Re: perf, ftrace and MCEs

From: Borislav Petkov
Date: Sat May 15 2010 - 09:43:36 EST


From: Ingo Molnar <mingo@xxxxxxx>
Date: Tue, May 04, 2010 at 01:32:27PM +0200

Hi,

> To start with this, a quick initial prototype could use the 'perf trace' live
> mode tracing script. (See latest -tip, 'perf trace --script <script-name>' and
> 'perf record -o -' to activate live mode.)

so I did some experimenting with this and have a pretty rough prototype
which conveys decoded MCEs to userspace where they're read with perf.
More specifically, I did

perf record -e mce:mce_record -a

after tweaking the mce_record tracepoint to include the decoded error
string.

And then doing

perf trace -g python
perf trace -s perf-trace.py

got me:

in trace_begin
mce__mce_record 6 00600.700632283 0 init mcgcap=262, mcgstatus=0, bank=4, status=15888347641659525651, addr=26682366720, misc=13837309867997528064, ip=0, cs=0, tsc=0, walltime=1273928155, cpu=6, cpuid=1052561, apicid=6, socketid=0, cpuvendor=2, decoded_err= Northbridge Error, node 1ECC/ChipKill ECC error.
CE err addr: 0x636649b00
CE page 0x636649, offset 0xb00, grain 0, syndrome 0x1fd, row 3, channel 0
Transaction type: generic read(mem access), no t
in trace_end

which shows the signature of an ECC which I injected earlier over the
EDAC sysfs interface. And yes, the decoded_err appears truncated so I'll
have to think of a slicker way to collect that info.

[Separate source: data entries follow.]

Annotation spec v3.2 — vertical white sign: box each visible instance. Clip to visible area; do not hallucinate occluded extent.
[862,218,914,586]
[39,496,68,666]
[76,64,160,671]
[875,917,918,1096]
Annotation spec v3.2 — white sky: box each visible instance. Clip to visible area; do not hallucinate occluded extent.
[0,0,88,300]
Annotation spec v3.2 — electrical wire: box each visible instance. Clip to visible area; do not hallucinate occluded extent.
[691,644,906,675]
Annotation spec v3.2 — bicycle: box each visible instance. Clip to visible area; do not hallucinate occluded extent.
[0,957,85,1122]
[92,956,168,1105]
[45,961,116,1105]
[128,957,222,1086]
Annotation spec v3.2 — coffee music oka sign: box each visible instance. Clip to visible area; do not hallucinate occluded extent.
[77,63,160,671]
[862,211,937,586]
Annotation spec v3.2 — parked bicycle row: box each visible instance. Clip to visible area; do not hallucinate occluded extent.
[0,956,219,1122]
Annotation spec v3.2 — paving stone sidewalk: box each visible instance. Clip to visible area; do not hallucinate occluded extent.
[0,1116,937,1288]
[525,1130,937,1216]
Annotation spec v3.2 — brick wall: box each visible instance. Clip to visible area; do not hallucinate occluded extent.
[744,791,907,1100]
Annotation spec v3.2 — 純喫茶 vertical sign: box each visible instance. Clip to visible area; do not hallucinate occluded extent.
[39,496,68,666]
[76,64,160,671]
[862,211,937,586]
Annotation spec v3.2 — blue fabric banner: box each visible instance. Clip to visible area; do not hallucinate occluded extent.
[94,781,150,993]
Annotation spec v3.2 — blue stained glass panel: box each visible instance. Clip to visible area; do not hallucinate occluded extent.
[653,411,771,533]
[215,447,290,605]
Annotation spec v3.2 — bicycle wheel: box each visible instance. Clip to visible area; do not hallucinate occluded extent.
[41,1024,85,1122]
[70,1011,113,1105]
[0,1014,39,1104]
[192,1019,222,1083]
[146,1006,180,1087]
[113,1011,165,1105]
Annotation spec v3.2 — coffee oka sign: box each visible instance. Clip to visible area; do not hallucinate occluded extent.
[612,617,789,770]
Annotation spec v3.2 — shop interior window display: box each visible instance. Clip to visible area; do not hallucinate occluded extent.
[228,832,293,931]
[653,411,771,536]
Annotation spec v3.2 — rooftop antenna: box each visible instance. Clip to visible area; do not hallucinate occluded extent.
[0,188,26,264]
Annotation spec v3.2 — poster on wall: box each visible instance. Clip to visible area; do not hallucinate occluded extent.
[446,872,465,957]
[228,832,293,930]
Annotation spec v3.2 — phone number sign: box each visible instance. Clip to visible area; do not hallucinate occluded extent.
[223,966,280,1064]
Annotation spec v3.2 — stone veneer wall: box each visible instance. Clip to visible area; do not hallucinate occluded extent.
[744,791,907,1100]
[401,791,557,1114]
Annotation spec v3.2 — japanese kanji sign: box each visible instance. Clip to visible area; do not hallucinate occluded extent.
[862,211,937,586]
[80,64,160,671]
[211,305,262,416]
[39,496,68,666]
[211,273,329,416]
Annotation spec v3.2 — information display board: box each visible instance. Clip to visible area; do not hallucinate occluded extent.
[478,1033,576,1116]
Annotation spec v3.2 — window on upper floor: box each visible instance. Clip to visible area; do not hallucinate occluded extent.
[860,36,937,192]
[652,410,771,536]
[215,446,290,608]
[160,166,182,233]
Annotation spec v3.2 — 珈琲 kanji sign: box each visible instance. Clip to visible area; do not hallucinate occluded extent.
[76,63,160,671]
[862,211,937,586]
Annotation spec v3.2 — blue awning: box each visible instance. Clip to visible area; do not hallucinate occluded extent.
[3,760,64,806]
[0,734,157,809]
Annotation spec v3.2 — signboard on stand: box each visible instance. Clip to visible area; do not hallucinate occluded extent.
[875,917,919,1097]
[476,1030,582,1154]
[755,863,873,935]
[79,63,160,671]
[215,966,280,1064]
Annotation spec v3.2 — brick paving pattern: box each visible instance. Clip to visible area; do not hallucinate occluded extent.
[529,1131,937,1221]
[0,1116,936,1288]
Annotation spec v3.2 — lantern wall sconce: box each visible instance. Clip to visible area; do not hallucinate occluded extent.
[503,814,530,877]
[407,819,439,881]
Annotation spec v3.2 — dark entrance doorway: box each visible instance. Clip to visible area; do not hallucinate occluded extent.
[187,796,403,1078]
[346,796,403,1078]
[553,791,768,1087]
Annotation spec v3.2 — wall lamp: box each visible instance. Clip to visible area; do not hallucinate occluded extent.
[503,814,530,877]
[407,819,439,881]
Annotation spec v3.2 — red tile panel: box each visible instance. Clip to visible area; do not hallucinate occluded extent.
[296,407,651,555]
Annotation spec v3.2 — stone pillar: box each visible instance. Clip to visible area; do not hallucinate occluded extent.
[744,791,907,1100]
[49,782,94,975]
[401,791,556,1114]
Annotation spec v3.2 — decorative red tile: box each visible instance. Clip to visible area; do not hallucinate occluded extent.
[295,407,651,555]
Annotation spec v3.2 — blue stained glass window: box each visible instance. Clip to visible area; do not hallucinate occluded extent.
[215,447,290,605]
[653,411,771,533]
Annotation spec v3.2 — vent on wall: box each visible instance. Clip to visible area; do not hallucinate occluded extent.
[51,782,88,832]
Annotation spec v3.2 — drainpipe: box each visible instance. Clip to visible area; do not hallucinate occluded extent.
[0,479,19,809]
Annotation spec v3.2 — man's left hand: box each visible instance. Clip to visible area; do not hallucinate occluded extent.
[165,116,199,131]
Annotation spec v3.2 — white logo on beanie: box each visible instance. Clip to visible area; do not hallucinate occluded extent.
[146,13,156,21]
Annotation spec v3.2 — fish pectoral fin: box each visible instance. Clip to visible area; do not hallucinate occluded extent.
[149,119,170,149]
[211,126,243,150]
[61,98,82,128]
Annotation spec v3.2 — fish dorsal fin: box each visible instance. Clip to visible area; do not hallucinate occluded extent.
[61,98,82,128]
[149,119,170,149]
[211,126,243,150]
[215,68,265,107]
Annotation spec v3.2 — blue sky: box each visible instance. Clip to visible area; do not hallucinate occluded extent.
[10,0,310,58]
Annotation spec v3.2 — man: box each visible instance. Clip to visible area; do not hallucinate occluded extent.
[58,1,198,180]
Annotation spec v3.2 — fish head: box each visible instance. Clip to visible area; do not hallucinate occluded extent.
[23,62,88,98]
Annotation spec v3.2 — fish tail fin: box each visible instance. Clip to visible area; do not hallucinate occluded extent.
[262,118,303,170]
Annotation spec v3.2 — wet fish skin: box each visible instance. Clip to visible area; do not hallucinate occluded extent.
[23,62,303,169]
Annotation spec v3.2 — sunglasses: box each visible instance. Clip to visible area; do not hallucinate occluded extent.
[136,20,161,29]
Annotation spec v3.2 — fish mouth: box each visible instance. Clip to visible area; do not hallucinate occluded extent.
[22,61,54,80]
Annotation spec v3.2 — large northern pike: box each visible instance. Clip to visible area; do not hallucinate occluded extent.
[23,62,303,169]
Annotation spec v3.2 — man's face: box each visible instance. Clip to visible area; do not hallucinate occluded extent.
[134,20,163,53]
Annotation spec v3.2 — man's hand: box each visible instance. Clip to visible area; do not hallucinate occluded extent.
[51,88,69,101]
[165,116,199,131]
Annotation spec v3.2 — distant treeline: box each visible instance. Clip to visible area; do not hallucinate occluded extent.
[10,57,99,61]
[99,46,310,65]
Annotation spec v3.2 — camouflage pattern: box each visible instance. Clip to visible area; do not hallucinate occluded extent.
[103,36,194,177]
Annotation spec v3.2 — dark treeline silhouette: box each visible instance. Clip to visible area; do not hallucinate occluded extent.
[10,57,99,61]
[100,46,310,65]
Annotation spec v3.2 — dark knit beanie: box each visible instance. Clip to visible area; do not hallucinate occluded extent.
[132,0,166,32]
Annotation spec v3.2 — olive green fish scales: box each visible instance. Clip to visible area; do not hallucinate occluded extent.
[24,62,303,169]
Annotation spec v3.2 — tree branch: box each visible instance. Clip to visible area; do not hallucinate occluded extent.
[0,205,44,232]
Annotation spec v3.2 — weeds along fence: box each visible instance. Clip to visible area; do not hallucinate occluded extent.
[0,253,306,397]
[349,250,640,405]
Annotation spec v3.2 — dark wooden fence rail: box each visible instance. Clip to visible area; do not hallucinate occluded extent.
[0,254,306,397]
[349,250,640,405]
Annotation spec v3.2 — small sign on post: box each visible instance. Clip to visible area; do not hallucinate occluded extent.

Although they're pretty rough yet, I've attached the relevant patches so
that one could get an impression of where we're moving here.

0001-amd64_edac-Remove-polling-mechanism.patch removes the EDAC
polling mechanism in favor of hooking into the machine_check_poll
polling function using the atomic notifier which we already use for
uncorrectable errors.

The other two

0002-mce-trace-Add-decoded-string-to-mce_record-s-format.patch
0003-edac-mce-Prepare-error-decoded-info.patch

add that decoded_err string. I'm open for better ideas here though.

Concerning the early MCE logging and reporting, I'm thinking of using
the mce.c ring buffer temporarily until the ftrace buffer has been
initialized and then copying all records into the last. We might do a
more elegant solution in the future after all that bootmem churn has
quieted down and allocate memory early for a dedicated MCE ring buffer
or whatever.

Wrt critical MCEs, I'm leaning towards bypassing perf/ftrace subsystem
altogether in favor of executing the smallest amount of code possible
like, for example, switching to a tty, dumping the decoded error and
in certain cases not panicking but shutting down gracefully after a
timeout. Of course, graceful shutdown is completely dependent on the
type of hw failure and in some cases we can't do anything else but
freeze in order to prevent faulty data propagation.

I'm sure there's more...

Thanks.

--
Regards/Gruss,
Boris.